# S&W mod 37 busted alloy frame!



## jangus13 (Jul 21, 2009)

Hello,
I recently inherited my grandfathers service revolver. It is a S&W Mod 37 Airweight. He was a police officer in CO in the '70's. Problem is, I shot the gun the other day and discovered a crack in the alloy frame while cleaning the gun. S&W has sent a lable and i am supposed to send the gun to them. I have two questions.
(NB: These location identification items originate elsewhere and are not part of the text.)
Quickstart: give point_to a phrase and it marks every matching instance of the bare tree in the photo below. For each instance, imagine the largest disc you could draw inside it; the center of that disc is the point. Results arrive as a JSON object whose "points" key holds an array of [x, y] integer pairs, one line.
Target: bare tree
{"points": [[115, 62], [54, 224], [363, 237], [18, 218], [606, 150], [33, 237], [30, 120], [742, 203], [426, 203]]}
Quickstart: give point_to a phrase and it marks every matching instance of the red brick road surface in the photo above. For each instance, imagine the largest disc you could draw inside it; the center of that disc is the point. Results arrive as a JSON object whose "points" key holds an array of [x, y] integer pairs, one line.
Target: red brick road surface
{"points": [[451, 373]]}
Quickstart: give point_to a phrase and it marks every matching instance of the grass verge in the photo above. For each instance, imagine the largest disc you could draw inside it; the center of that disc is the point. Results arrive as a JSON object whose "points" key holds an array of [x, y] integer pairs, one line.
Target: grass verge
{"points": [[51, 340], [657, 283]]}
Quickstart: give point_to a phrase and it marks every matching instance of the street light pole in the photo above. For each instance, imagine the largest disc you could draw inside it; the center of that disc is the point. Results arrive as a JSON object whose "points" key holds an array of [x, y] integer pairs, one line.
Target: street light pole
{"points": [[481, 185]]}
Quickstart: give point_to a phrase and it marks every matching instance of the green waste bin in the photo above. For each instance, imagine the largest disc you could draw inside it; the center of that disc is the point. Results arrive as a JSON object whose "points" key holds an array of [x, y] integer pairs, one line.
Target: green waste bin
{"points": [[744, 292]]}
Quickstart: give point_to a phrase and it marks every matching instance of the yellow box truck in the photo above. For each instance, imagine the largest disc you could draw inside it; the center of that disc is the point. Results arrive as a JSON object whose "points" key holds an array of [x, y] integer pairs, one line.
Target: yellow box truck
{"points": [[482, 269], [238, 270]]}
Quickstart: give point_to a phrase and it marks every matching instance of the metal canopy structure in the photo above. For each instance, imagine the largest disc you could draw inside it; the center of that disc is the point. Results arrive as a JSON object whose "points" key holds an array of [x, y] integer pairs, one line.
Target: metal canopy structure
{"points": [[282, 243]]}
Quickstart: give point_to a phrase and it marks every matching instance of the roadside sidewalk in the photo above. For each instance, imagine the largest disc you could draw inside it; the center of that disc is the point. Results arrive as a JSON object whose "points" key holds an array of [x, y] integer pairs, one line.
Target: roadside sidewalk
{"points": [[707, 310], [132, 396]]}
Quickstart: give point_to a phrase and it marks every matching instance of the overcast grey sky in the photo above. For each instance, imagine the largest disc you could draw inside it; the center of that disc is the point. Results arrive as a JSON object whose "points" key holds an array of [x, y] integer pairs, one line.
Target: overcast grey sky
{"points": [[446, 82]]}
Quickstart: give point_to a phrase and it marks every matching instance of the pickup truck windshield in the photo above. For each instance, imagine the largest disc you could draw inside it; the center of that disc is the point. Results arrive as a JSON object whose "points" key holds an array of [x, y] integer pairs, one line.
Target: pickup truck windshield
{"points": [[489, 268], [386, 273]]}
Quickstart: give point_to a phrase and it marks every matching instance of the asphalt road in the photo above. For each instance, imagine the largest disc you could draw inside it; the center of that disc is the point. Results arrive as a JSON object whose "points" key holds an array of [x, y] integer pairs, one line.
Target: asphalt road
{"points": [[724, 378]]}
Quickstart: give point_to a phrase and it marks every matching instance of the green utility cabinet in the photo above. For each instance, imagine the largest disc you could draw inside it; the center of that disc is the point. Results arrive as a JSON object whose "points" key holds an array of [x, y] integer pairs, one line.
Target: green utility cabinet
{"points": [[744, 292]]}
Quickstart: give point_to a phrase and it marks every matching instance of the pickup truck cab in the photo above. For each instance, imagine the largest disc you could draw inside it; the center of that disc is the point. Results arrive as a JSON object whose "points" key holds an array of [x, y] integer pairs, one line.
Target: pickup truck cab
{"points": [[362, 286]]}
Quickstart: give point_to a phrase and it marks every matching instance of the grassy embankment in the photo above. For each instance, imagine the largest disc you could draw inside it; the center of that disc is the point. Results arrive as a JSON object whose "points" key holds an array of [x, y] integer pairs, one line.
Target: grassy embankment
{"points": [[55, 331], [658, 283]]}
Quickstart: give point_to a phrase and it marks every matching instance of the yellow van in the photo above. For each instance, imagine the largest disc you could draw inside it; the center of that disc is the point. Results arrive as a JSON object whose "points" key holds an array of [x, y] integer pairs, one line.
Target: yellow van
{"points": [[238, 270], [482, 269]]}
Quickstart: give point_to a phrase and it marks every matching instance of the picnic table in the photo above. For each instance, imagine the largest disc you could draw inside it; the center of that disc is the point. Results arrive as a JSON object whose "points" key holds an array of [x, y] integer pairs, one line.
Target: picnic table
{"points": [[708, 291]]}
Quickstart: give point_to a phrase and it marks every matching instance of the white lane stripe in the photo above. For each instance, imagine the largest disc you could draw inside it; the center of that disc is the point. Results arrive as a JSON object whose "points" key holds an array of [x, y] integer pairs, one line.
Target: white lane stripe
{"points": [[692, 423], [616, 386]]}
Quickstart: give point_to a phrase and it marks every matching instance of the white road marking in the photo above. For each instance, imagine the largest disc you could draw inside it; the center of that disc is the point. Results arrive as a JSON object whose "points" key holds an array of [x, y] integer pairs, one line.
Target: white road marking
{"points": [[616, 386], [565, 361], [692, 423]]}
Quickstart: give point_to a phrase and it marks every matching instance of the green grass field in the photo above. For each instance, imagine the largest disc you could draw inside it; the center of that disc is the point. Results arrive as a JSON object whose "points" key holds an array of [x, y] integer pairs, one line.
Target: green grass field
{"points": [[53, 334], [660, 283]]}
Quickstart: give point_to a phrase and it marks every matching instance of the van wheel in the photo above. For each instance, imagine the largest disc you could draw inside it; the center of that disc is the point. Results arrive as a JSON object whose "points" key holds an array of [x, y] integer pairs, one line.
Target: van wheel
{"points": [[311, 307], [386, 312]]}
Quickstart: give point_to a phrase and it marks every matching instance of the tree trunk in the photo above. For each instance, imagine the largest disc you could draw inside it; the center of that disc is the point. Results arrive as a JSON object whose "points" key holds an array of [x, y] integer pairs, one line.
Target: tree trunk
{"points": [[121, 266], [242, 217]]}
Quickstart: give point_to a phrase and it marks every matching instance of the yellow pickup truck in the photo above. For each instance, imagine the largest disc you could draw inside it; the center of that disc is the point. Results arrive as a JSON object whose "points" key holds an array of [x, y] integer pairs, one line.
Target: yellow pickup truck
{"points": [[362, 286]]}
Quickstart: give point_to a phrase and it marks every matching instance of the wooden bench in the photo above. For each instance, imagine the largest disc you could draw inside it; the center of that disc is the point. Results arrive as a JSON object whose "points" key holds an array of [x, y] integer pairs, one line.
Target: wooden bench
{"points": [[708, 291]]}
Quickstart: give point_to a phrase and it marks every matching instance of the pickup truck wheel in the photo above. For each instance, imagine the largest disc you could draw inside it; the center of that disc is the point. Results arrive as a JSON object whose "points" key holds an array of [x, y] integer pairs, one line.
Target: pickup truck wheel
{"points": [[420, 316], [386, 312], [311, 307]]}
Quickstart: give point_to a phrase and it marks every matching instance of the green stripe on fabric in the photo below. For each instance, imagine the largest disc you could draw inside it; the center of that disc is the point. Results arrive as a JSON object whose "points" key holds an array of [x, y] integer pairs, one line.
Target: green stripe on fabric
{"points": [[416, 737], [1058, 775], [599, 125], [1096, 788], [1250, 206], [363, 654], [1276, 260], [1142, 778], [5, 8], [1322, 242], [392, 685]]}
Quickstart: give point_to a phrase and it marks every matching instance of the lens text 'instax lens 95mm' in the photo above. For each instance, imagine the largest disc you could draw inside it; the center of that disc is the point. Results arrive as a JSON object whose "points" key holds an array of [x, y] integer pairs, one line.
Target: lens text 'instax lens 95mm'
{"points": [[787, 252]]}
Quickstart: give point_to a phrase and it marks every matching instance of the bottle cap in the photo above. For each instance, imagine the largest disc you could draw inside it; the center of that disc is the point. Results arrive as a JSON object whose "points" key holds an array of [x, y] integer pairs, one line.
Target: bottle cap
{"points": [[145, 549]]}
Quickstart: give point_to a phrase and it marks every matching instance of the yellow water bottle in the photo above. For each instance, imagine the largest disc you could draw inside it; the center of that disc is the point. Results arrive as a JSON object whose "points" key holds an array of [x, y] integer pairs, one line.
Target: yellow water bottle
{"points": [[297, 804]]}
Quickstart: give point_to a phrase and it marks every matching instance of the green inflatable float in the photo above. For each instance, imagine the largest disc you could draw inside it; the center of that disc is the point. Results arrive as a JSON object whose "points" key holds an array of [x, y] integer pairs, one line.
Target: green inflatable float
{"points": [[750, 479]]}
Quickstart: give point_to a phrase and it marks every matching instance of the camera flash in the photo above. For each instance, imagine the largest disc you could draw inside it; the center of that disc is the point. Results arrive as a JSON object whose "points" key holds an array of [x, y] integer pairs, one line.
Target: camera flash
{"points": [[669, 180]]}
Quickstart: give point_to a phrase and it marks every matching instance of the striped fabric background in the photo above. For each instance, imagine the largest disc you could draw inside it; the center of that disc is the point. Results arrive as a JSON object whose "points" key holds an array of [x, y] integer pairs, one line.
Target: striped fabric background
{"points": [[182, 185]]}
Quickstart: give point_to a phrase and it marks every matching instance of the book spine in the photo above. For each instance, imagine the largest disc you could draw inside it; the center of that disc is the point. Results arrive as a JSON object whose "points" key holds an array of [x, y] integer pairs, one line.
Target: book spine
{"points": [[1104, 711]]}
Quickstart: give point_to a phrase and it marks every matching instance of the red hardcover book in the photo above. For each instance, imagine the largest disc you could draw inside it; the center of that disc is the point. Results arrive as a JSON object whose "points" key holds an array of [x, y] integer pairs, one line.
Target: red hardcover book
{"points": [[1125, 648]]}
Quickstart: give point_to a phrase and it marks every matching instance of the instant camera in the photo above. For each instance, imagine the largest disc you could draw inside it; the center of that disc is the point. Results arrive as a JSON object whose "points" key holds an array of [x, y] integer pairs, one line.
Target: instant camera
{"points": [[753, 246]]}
1. is the gun repairable as the sentimental value makes the gun irreplacable

2. is S&W warranty responsible for the cracked frame on a gun manufactured in the late '60's or early '70's?

Thanks in advance,
jangus13


----------



## Baldy (Jun 21, 2006)

They may wish to keep the revolver and will offer you a newer model. I don't know of any way to repair a scandium frame. Just hope it is a scrach that you might be misreading as a crack. Good luck.


----------



## kev74 (Mar 22, 2008)

I think you're going to have to decide if you'd rather have a new gun or a paper weight/wall hanger. Although I'm sure its technically possible to repair a cracked frame, I don't think you'd be able to find someone with the skill required who would want to risk their reputation or assume the liability to make the repair. 

Be sure to include a letter with the gun asking S&W to contact you before doing anything to the gun.


----------